From mboxrd@z Thu Jan  1 00:00:00 1970
Return-Path: <linux-kernel-owner@vger.kernel.org>
Received: (majordomo@vger.kernel.org) by vger.kernel.org via listexpand
	id S932836Ab0C3Xbi (ORCPT <rfc822;w@1wt.eu>);
	Tue, 30 Mar 2010 19:31:38 -0400
Received: from kroah.org ([198.145.64.141]:46609 "EHLO coco.kroah.org"
	rhost-flags-OK-OK-OK-OK) by vger.kernel.org with ESMTP
	id S1756932Ab0C3XVe (ORCPT <rfc822;linux-kernel@vger.kernel.org>);
	Tue, 30 Mar 2010 19:21:34 -0400
X-Mailbox-Line: From linux@linux.site Tue Mar 30 15:48:40 2010
Message-Id: <20100330224839.430469569@linux.site>
User-Agent: quilt/0.47-14.9
Date: Tue, 30 Mar 2010 15:42:35 -0700
From: Greg KH <gregkh@suse.de>
To: linux-kernel@vger.kernel.org, stable@kernel.org
Cc: stable-review@kernel.org, torvalds@linux-foundation.org,
       akpm@linux-foundation.org, alan@lxorguk.ukuu.org.uk,
       David Miller <davem@davemloft.net>,
       Arnaldo Carvalho de Melo <acme@ghostprotocols.net>,
       Alexey Kuznetsov <kuznet@ms2.inr.ac.ru>,
       "Pekka Savola (ipv6)" <pekkas@netcore.fi>,
       Patrick McHardy <kaber@trash.net>,
       Vlad Yasevich <vladislav.yasevich@hp.com>,
       Sridhar Samudrala <sri@us.ibm.com>, Jon Maloy <jon.maloy@ericsson.com>,
       Allan Stephens <allan.stephens@windriver.com>,
       Andrew Hendry <andrew.hendry@gmail.com>, Zhu Yi <yi.zhu@intel.com>,
       Eric Dumazet <eric.dumazet@gmail.com>,
       Arnaldo Carvalho de Melo <acme@redhat.com>,
       Greg Kroah-Hartman <gregkh@suse.de>
Subject: [121/156] net: add limit for socket backlog
In-Reply-To: <20100330230630.GA28824@kroah.com>
Sender: linux-kernel-owner@vger.kernel.org
List-ID: <linux-kernel.vger.kernel.org>
X-Mailing-List: linux-kernel@vger.kernel.org

2.6.33-stable review patch.  If anyone has any objections, please let us know.

------------------

From: Zhu Yi <yi.zhu@intel.com>

[ Upstream commit 8eae939f1400326b06d0c9afe53d2a484a326871 ]
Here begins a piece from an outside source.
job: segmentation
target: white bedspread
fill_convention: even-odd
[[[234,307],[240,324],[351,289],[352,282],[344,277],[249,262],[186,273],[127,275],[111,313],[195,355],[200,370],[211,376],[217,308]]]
We got system OOM while running some UDP netperf testing on the loopback
device. The case is multiple senders sent stream UDP packets to a single
receiver via loopback on local host. Of course, the receiver is not able
to handle all the packets in time. But we surprisingly found that these
packets were not discarded due to the receiver's sk->sk_rcvbuf limit.
Instead, they are kept queuing to sk->sk_backlog and finally ate up all
the memory. We believe this is a secure hole that a none privileged user
can crash the system.

The root cause for this problem is, when the receiver is doing
__release_sock() (i.e. after userspace recv, kernel udp_recvmsg ->
skb_free_datagram_locked -> release_sock), it moves skbs from backlog to
sk_receive_queue with the softirq enabled. In the above case, multiple
busy senders will almost make it an endless loop. The skbs in the
backlog end up eat all the system memory.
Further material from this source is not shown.